Martin Truex Jr. – $9,400: Yet another week where the results don’t match the performance for Truex. Truex led 87 laps on Sunday, but like Chase Elliott pitted before the green-white-checker and could only manage to rise back up to 6th. He’ll start 15th in the field on Wednesday, giving him a high points ceiling as well.
Kevin Harvick – $9,200: Harvick did not have a very strong car in Charlotte but some savvy pit strategy and veteran craftiness landed him a 5th place finish.

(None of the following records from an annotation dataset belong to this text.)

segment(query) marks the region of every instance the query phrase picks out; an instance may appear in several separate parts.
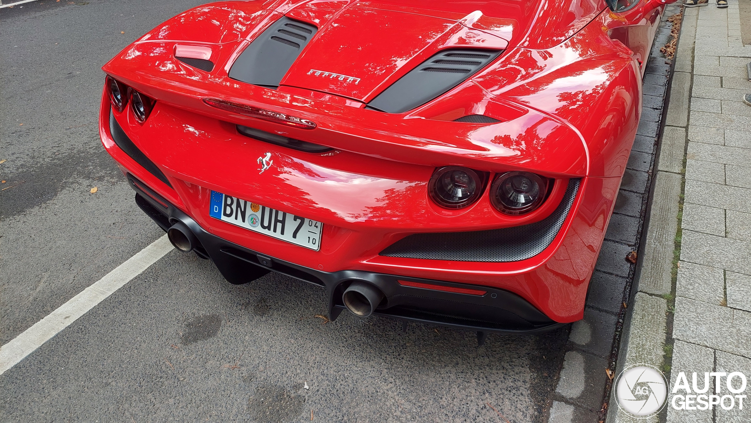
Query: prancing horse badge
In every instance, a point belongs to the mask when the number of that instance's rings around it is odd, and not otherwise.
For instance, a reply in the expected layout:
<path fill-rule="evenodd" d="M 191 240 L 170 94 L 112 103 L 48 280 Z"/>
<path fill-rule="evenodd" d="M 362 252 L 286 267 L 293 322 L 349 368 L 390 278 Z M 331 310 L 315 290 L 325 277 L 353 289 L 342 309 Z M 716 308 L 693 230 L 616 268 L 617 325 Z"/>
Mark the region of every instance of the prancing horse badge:
<path fill-rule="evenodd" d="M 271 167 L 272 165 L 274 164 L 274 161 L 271 160 L 270 153 L 267 153 L 263 156 L 259 157 L 258 159 L 256 160 L 256 162 L 258 162 L 258 165 L 261 165 L 261 167 L 258 168 L 258 170 L 261 171 L 260 172 L 258 172 L 259 175 L 264 173 L 264 171 L 268 169 L 269 168 Z"/>

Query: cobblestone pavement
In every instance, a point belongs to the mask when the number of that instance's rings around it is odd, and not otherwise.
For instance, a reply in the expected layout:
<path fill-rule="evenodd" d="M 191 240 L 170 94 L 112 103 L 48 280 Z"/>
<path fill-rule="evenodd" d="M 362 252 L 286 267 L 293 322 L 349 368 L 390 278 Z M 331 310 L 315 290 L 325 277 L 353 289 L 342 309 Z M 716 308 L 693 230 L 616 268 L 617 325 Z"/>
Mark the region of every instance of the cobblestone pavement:
<path fill-rule="evenodd" d="M 549 423 L 599 421 L 607 408 L 610 383 L 605 369 L 614 370 L 620 325 L 636 270 L 626 257 L 644 243 L 642 225 L 671 71 L 671 61 L 659 49 L 670 41 L 672 24 L 668 18 L 680 12 L 679 6 L 668 6 L 655 36 L 644 78 L 639 128 L 590 283 L 584 319 L 572 326 Z"/>
<path fill-rule="evenodd" d="M 683 125 L 688 143 L 673 379 L 679 371 L 751 375 L 751 107 L 742 102 L 751 92 L 746 69 L 751 45 L 741 44 L 738 1 L 730 0 L 727 9 L 687 13 L 684 24 L 695 26 L 696 38 Z M 689 53 L 686 47 L 680 54 Z M 716 392 L 720 395 L 728 393 L 722 385 Z M 668 417 L 675 422 L 749 421 L 751 406 L 670 407 Z"/>
<path fill-rule="evenodd" d="M 742 102 L 751 92 L 751 45 L 741 41 L 738 2 L 684 11 L 619 371 L 653 364 L 671 384 L 679 372 L 689 384 L 693 372 L 700 379 L 704 372 L 751 375 L 751 107 Z M 711 383 L 707 394 L 729 393 L 725 379 Z M 751 421 L 746 403 L 743 409 L 666 408 L 638 421 Z M 614 411 L 608 422 L 638 421 Z"/>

Harvick has had the most consistent car in terms of finishes this year, and though his record at Charlotte isn’t anything special he’s one of the best 1.5 mile racers in the field. Harvick starts 16th in Wednesday, and a few adjustments to his car could see him rise up the leaderboard once again.
Ryan Blaney – $7,900: As mentioned earlier, Blaney’s car got better and better as the night wore on to give him his best career finish on the quad-oval layout of Charlotte Motor Speedway. He’ll start 18th after the field inversion, and if his car responds as well as it did Sunday he’ll be in line to rise into at least the Top 10.

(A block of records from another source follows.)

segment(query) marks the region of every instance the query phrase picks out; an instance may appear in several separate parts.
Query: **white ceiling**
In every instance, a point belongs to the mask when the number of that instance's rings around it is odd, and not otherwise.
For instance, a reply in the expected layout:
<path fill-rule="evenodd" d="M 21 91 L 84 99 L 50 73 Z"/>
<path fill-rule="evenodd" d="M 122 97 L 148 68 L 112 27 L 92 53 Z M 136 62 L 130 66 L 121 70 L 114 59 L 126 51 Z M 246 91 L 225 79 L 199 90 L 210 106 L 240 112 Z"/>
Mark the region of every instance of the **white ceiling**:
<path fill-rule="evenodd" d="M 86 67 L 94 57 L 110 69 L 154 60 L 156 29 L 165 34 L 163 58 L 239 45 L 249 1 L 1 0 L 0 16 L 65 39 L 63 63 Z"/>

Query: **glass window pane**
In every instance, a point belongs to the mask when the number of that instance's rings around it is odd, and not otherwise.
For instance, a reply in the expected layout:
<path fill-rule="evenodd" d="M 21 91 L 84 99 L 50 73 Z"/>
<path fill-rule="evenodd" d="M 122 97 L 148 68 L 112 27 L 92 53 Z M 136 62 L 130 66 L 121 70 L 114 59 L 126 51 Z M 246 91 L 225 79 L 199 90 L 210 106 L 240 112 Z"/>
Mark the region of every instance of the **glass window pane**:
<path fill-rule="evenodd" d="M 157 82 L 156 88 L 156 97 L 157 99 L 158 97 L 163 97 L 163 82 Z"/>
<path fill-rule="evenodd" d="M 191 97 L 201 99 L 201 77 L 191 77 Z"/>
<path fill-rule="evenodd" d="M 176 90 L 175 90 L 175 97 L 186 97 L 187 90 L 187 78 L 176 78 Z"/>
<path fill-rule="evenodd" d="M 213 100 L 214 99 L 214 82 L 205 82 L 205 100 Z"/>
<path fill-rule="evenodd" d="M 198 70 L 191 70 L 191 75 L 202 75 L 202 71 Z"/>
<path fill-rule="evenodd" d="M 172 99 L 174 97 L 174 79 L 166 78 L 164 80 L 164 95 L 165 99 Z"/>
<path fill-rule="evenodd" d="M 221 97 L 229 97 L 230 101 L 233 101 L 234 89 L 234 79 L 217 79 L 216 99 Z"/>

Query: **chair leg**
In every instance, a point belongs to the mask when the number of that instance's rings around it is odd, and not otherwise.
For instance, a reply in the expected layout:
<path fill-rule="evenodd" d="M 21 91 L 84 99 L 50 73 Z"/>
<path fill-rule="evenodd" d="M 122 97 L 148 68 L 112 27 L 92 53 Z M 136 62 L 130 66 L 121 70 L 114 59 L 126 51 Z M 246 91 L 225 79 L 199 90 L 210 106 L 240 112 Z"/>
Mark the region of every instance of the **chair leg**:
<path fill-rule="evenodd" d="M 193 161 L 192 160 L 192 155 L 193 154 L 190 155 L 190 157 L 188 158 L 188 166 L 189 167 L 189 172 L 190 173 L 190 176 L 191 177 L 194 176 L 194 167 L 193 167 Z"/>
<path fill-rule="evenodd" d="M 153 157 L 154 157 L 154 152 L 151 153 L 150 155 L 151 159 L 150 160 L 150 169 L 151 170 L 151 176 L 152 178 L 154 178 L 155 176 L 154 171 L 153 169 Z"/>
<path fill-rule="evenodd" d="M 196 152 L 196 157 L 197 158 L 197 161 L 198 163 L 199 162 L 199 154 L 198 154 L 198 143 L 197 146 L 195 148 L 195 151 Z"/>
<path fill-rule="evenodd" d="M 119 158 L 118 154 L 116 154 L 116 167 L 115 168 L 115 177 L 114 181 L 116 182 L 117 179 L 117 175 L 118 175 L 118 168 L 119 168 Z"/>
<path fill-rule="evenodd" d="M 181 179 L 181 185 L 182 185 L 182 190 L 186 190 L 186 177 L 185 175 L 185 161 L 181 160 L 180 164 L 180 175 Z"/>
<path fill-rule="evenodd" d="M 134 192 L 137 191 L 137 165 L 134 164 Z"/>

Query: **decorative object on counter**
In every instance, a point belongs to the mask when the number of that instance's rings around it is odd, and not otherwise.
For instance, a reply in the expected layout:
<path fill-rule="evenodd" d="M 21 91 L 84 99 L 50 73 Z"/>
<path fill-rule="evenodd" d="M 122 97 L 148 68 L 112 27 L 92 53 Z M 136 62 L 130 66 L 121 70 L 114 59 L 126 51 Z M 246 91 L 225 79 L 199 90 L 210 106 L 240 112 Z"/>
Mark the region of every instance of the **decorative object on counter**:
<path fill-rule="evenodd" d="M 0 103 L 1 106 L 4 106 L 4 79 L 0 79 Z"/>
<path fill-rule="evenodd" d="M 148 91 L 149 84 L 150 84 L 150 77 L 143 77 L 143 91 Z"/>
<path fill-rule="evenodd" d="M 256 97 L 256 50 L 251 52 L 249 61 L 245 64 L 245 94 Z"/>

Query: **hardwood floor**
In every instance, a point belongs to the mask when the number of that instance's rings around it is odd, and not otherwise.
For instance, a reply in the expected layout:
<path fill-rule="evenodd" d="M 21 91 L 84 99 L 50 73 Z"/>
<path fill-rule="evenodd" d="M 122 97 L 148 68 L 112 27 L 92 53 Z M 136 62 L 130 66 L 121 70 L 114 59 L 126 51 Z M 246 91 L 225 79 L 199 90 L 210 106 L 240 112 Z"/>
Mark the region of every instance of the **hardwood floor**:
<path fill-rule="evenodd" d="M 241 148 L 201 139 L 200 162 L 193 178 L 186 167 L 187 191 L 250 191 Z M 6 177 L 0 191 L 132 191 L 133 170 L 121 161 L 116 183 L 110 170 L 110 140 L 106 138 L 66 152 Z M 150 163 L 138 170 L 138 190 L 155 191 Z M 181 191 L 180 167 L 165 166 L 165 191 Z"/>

Erik Jones – $7,800: Erik Jones hung around the Top 10 for most of the evening and wound up with a respectable 11th place finish. That marked his fourth Top 12 finish in his last five races, as his team seems to have things rolling. He’ll start 10th on Wednesday which opens himself up to a bit of positional differential risk, but the Toyota’s collectively seem to always have fast cars for Charlotte. His floor feels relatively safe given his price point.
Ryan Preece – $6,000: Packing this lineup with the first five drivers doesn’t leave much room in the budget for the final spot. In this case, Ryan Preece seems like an adequate filler to complete this lineup. Preece hung around the Top 20 for most of the evening and wound up 22nd, which is where he’ll start on Wednesday. It’s been a very rough sophomore season for Preece, but he does have two Top 20 finishes in his last four starts to give a little hope things are getting better for him and his team.